L’obligation de se réinventer

Clotilde Warin

Rédactrice en chef de la revue

Marcel Grignard

Président de Confrontations Europe

L’épidémie du Covid-19 vient frapper de plein fouet l’Europe qui, à l’heure où nous bouclons la revue, reste de loin le continent le plus meurtri avec plus de 120 000 morts et près d’un million de cas déclarés. Elle se prépare au déconfinement. « Être enfermé n’était pas ce qui pouvait nous arriver de pire. C’était une autre façon d’être en vie » écrivait, dans un contexte bien différent[1], l‘écrivain chilien Luis Sepulveda, qui vient de mourir en Espagne du Covid-19.

Ce temps de confinement que nous n’avions ni prévu ni souhaité nous contraint à vivre et travailler autrement et réinterroge notre devenir, oblige à penser le jour d’après. A l’imaginer meilleur, porteur d’espoir et d’avenir pour toutes les générations et l’ensemble des citoyens. Il faut saisir l’urgence alors que, comme l’a rappelé le Président allemand l’épidémie du Covid-19 est pour tous « un test d’humanité ».

Comment l’Europe va-t-elle passer ce test de solidarité, bâtir avec les Européens des projets porteurs de perspectives dans cette actualité qui nous rappelle nos limites ? Comme souvent dans les moments de crise, le sauvetage des siens pousse aux discours de repli et l’Europe risque d’en faire les frais si elle ne met pas l’énergie nécessaire à réduire les fractures qui la traversent.

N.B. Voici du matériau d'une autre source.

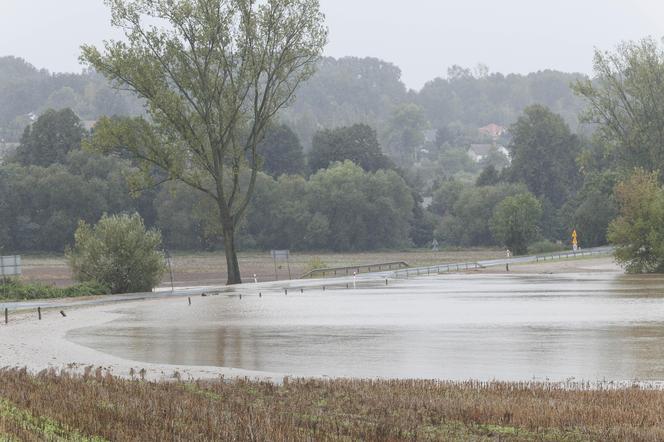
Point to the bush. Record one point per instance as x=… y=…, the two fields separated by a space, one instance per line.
x=13 y=289
x=118 y=252
x=514 y=222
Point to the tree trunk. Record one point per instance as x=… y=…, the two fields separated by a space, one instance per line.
x=232 y=265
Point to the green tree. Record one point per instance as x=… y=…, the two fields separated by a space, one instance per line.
x=50 y=138
x=118 y=252
x=488 y=177
x=405 y=132
x=544 y=153
x=363 y=210
x=281 y=151
x=626 y=100
x=357 y=143
x=514 y=222
x=467 y=222
x=638 y=232
x=213 y=74
x=594 y=208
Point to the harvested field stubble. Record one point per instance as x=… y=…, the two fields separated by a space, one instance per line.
x=97 y=406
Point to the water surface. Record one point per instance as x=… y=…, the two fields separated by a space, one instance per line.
x=511 y=327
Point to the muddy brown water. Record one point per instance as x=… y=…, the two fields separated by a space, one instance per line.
x=602 y=326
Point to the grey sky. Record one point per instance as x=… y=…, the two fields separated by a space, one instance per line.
x=422 y=37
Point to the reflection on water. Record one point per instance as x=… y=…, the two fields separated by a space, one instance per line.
x=596 y=326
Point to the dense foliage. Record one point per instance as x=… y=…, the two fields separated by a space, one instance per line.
x=118 y=252
x=16 y=290
x=359 y=162
x=638 y=232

Quel sens l’Europe va-t-elle imprimer à la relance économique ? Comment assurer en son sein la place des biens communs ? Nous consacrons cette revue à ces questions sans ignorer que les mois à venir seront difficiles et semés d’embûches.

De même que le virus ne connaît pas les frontières, de même le projet européen ne doit pas perdre de vue sa mission qui est de relier les Européens et se nourrir de leurs différences.

C’est à quoi se consacre depuis plus de 25 ans Confrontations Europe avec la volonté de dépasser les délimitations qui clivent nos sociétés et enferment dans les certitudes. En donnant la parole trop peu entendue (trop peu écoutée ?) à des acteurs de la société civile, chercheurs, élus… et en cherchant à être passerelle entre société et institutions, à travers une « conflictualité ouverte, viable et constructive », pour reprendre une expression chère à ses fondateurs. Et avec la volonté d’être en prise avec la société, de ne pas hésiter à se mettre en cause.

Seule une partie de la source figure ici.